Die Gruppe Peruaner, fast ausschliesslich in Mérida ansässig, zog zunächst mit einer riesigen Nationalflagge singend durch die Innenstadt. Die Venezulaner blieben zum Teil mit blankem Erstaunen im Gesicht stehen, machten Fotos, klatschten Beifall oder schüttelten verblüfft den Kopf. Man konnte ihnen ansehen, dass sie in der Stadt zuvor noch nie eine singende Gruppe Fussballfans gesehen hatten. Fussball ist in Venezuela nicht die populärste Sportart; Baseball ist mit Abstand die Nummer 1. Obwohl ich dies zuvor wusste, hatte ich, von der WM in Deutschland verwöhnt, auch in Venezuela ein buntes Treiben mit Fans aus allen Ländern erwartet. Doch noch mittags am Spieltag hatte man in der Stadt nirgends den Eindruck, dass dort in wenigen Stunden die Copa América beginnen würde. Der peruanische banderazo (Fahnenmarsch) war das erste diesbezügliche happening. Für den restlichen Weg ins Stadion, das ziemlich weit vom Zentrum entfernt liegt, wurde kurzerhand ein freier Stadtbus gekapert gechartert.


Das Estadio Metropolitano (42.000) wurde eigens für die Copa gebaut und das Umfeld glich noch ein wenig einer Baustelle. Auch war das Stadion nicht ganz fertiggestellt. So fehlte etwa das Dach über einer Hintertortribüne. Die Wegweiser benutzten ein gänzlich anderes System, als auf den Eintrittskarten ausgewiesen. Viele fragende Gesichter überall und Anweiser, die sich selbst nicht so recht auszukennen schienen. Der Zugang zur gesamten Haupttribüne erfolgte über einen schmalen Eingang. Die Sicherheitskontrollen waren minutiös und zeitraubend; folglich ergab sich eine lange Schlange. Mal wieder. Viele Zuschauer kamen erst nach Anpfiff zu ihren Plätzen. In der Wartezeit musste ich einem jungen Voluntär auf seinem Fragebogen bezüglich der Organsiation leider ein "sehr schlecht" ankreuzen. Die Peruaner versicherten mir, dass die Copa in Peru deutlich besser organsiert gewesen sei.

 

Im Laufe der Copa sollte mir einige Sportjournalisten dies bestätigen. Im Stadion dann die nächste Überraschung: viele Plätze blieben leer. Dabei hatte es lange vorher gehießen, es sei ausverkauft und einige Verzweifelte hatten Karten auf dem Schwarzmarkt erworben; mit dem üblichen Aufpreis. Das Abspielen der Hymnen erfolgte mit einigen Pannen und Aussetzern. Dann begann endlich das Spiel.
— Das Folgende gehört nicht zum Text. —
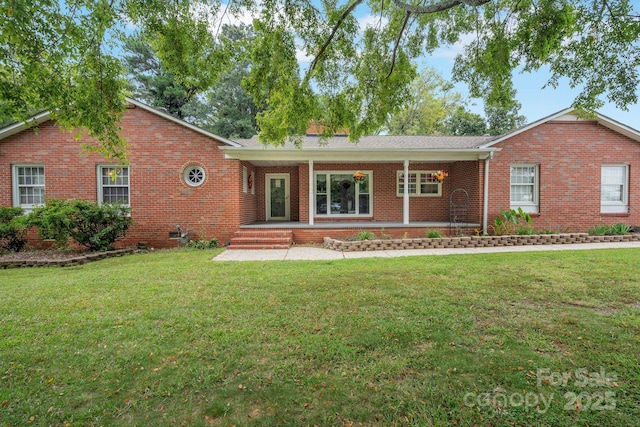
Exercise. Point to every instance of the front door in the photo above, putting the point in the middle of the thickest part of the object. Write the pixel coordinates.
(277, 196)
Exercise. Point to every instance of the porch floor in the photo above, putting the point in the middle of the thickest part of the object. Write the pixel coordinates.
(352, 224)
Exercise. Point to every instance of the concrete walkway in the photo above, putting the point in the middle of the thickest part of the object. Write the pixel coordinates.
(315, 253)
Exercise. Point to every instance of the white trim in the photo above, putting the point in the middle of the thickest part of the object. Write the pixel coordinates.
(100, 185)
(287, 196)
(616, 206)
(274, 155)
(485, 202)
(328, 173)
(532, 206)
(187, 171)
(405, 196)
(252, 178)
(16, 188)
(245, 180)
(418, 174)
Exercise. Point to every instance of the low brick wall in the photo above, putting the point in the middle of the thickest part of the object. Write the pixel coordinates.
(473, 242)
(76, 260)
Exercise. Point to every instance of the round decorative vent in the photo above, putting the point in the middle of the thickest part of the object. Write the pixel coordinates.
(194, 175)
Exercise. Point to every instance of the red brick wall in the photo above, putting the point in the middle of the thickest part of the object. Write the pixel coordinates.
(160, 149)
(570, 156)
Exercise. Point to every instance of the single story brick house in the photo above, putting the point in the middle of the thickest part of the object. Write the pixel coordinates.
(570, 174)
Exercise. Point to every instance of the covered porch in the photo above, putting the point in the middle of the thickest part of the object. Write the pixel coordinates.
(314, 189)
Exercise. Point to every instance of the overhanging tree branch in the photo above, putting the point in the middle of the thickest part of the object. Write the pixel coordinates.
(437, 7)
(395, 47)
(335, 29)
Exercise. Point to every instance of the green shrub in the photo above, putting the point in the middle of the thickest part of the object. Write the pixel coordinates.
(365, 235)
(97, 227)
(202, 244)
(434, 234)
(620, 229)
(512, 222)
(53, 221)
(12, 230)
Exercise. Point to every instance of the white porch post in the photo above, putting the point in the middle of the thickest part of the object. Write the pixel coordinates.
(405, 196)
(311, 196)
(485, 201)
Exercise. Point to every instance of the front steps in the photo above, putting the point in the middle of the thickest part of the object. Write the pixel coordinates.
(261, 239)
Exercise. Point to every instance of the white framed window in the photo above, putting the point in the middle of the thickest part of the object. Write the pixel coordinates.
(421, 184)
(113, 184)
(28, 186)
(614, 189)
(338, 194)
(194, 175)
(524, 187)
(245, 180)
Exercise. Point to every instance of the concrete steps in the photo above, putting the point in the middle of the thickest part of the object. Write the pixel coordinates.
(261, 239)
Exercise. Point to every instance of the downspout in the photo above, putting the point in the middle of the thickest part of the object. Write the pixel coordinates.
(311, 187)
(485, 199)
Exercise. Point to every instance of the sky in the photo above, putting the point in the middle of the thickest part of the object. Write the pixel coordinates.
(536, 102)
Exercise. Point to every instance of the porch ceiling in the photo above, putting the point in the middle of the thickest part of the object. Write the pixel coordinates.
(264, 157)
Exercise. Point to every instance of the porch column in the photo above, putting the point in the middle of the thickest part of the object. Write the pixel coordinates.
(485, 202)
(311, 196)
(405, 196)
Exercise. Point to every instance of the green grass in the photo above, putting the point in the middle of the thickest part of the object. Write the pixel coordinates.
(171, 338)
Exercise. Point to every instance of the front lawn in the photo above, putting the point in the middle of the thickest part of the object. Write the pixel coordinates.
(171, 338)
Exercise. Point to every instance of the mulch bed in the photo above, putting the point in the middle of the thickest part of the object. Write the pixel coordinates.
(41, 258)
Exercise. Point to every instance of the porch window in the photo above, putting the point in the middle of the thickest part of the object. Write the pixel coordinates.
(524, 187)
(421, 184)
(28, 186)
(614, 193)
(337, 193)
(113, 184)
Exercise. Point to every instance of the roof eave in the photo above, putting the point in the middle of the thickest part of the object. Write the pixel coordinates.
(46, 115)
(20, 126)
(354, 155)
Die ersten 20 Minuten war ich angesichts der Stimmung schier sprachlos: es herrschte absolute Stille. Die Zuschauer unterhielten sich angeregt, aßen, auf den Gängen herrschte reges Treiben, Leute kamen oder holten sich Getränke, man begrüsste sich, wie geht's...nur das Spiel schien niemanden zu interessieren. Ich musste aufs Feld schauen, um zu glauben, dass dort die Partie wirklich bereits begonnen hatte. Die Atmosphäre sollte sich über die gesamte Partie nicht ändern. Die Peruaner meldeten sich gelegentlich zu Wort, die Welle machte ein paar Mal die Runde, die Tore wurden bejubelt und gelungene Spielzüge fair beklatscht. Nach dem Spiel gab es ein Feuerwerk. Ansonsten Ruhe, nur gestört durch das Knistern von Chipstüten. Mein erstes Copaspiel. Ich war krass enttäuscht. Einer Gruppe Stuttgarter, eigens für die Copa mit selbstkreierten gelben T-Shirts angereist, stand die Enttäuschung derart ins Gesicht geschrieben, dass ich mich nicht getraute, sie zu belästigen. Ich sollte sie später andernorts wiedertreffen.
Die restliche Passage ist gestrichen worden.